I can't source this, but IIRC, Chrome devs have tried something like this, but couldn't get the match semantics in the RE2 case to exactly match existing Javascript regex match semantics. I heard about this long ago from a friend, and I don't remember the details. But it's quite plausible.

In general, "obvious" optimizations like this are almost always harder than they seem.

One possible path would be to precisely characterize regexes on which both FSMs and backtrackers agree precisely, and of only those, use the FSM based approach. But still, even then, you're maintaining two regex engines instead of one, and both need to be production grade and very fast. It is no easy task.

You can also implement linear-time regex matching in user code with webassembly. In my tests it was faster than native regex matching (https://jasonhpriestley.com/regex-dfa)

As someone familiar with JS engine regex internals, those results are totally shocking to me. How can I try your example? In particular I wasn't able to figure out which regexes you are testing with.

I tested with this regex:

  /^abcd(a(b|c)*d)*a(bc)*d$/

I used long strings of repeated "abcdabcd" as the test strings.

It's possible I made a mistake somewhere, and I can put together an open-source repo with the test setup when I get the time. But I'm curious why you find the results shocking?

The results are shocking because the native regular expression engines have thousands of man hours poured into them, with specialized JITs, exotic optimizations, etc. And your page is reporting the native one at 10x slower!

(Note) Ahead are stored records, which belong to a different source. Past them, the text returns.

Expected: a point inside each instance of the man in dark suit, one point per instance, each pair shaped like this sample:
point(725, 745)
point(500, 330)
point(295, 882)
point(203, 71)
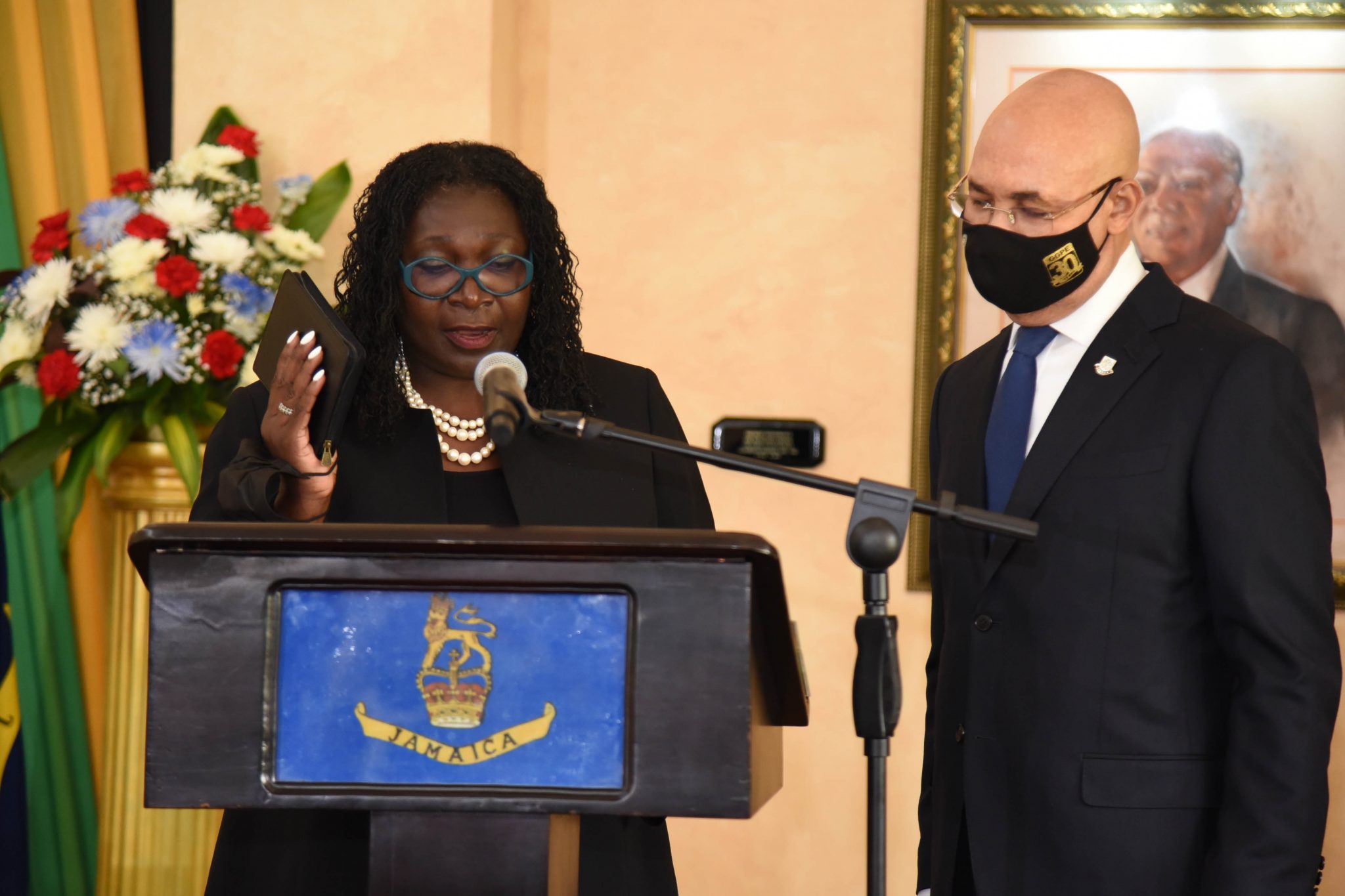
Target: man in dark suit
point(1141, 702)
point(1192, 183)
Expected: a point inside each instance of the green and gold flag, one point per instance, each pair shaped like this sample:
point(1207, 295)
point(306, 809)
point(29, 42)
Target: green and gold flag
point(51, 748)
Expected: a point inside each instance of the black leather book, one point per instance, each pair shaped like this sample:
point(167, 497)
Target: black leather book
point(301, 307)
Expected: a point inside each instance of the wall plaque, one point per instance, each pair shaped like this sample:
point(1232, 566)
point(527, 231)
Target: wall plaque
point(787, 442)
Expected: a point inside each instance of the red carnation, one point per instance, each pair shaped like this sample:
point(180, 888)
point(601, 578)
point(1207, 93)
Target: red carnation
point(240, 139)
point(47, 244)
point(131, 182)
point(252, 218)
point(51, 238)
point(147, 227)
point(55, 222)
point(221, 354)
point(58, 375)
point(178, 276)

One thing I spotted is that you're asking the native engines to record capture groups, but your wasm implementation doesn't support those. For fairness you might switch to non-capturing groups: `(?:bc)` instead of `(bc)`. However this cannot explain the magnitude of the difference.

I dug into it some more, reducing it to this case:

    /^(?:abc*d)*$/

what happens is that the backtracking engine has to be prepared to backtrack into every iteration of the outermost loop. This means that the backtracking stack grows as the length of the input; the engine spends most of its time allocating memory! These nested loops definitely make the NFA approach look good.

Regardless it's a cool project, thanks for sharing!

There is nothing shocking here, parent implements strictly regular expressions and compile them to DFA, so of course it will be fast, especially using only ASCII characters and hand chosen regular expressions. Russ Cox articles covers this very well.

Where can I find the "wat2wast utility" mentioned in your article?

It's part of https://github.com/WebAssembly/wabt

I think I had to build from source.

> Add a step immediately after parsing the regex, check if it is regular and can be handled by an engine like RE2, otherwise handle it using the normal regex engine.

This would be a bad idea. For one thing, it would be slower on non-pathological cases, since backtracking is faster in practice. But more importantly, devs who test on Chrome might unwittingly create regexes that would run exponentially slower in other browsers.

> For one thing, it would be slower on non-pathological cases, since backtracking is faster in practice.

That's most certainly not universally true. See: https://rust-leipzig.github.io/regex/2017/03/28/comparison-o...

The real answer is that it's complicated. Backtrackers can certainly be faster in some cases, but not all. Moreover, as someone who has worked on regex engines for a while now, it's not clear to me how exactly to characterize performance differences (outside of pathological cases or cases that otherwise invoke catastrophic backtracking), so my guess is that it's probably mostly up to implementation quality and the optimizations that are implemented.

Use repetition range matching for O(1) performance:

  /a{1,30}/

Can you give an example of a regex that can't be easily re-written to be fast with the backtracking engine?

The point is, with the NFA approach, there are no regexes that exhibit catastrophic backtracking.

So you can't shoot your foot with expressions that seem fine but send your cpu off into la-la land when asked to match certain input data.

It's a strange property to want. It's not a property of most other parts of programming languages. You can write loops or function calls in any language that take exponential time. So why demand that regexps be immune to it?

It would make sense to worry about it if it were a common mistake, but I've never seen a gratuitously exponential regexp in the wild.

It's a thing: https://en.wikipedia.org/wiki/ReDoS

And it really happens. StackOverflow had a ~30 minute outage a couple years ago because of it: http://stackstatus.net/post/147710624694/outage-postmortem-j...

One of the key points here is that it's not always obvious from looking at a regex whether it will exhibit catastrophic backtracking (at least, to an untrained eye). Even more insidious, catastrophic backtracking may only happen on certain inputs, which means that tests won't necessarily track it either. Therefore, desiring a performance guarantee here is certainly not "strange."

The bottom line is that the various implementation strategies for regex engines have trade offs. On Internet forums, it's popular to "proclaim" for one side or the other. The backtracking advocates like to believe that catastrophic cases never happen or are easily avoided and the linear time advocates like to believe that so long as matching doesn't take exponential time, then it will be fast enough. :-)

Because most of the time you don't need the features that demand backtracking, and it's simple to use a NFA approach that avoids those kinds of issues.

Besides, people make mistakes all the time. Why not prevent the possibility?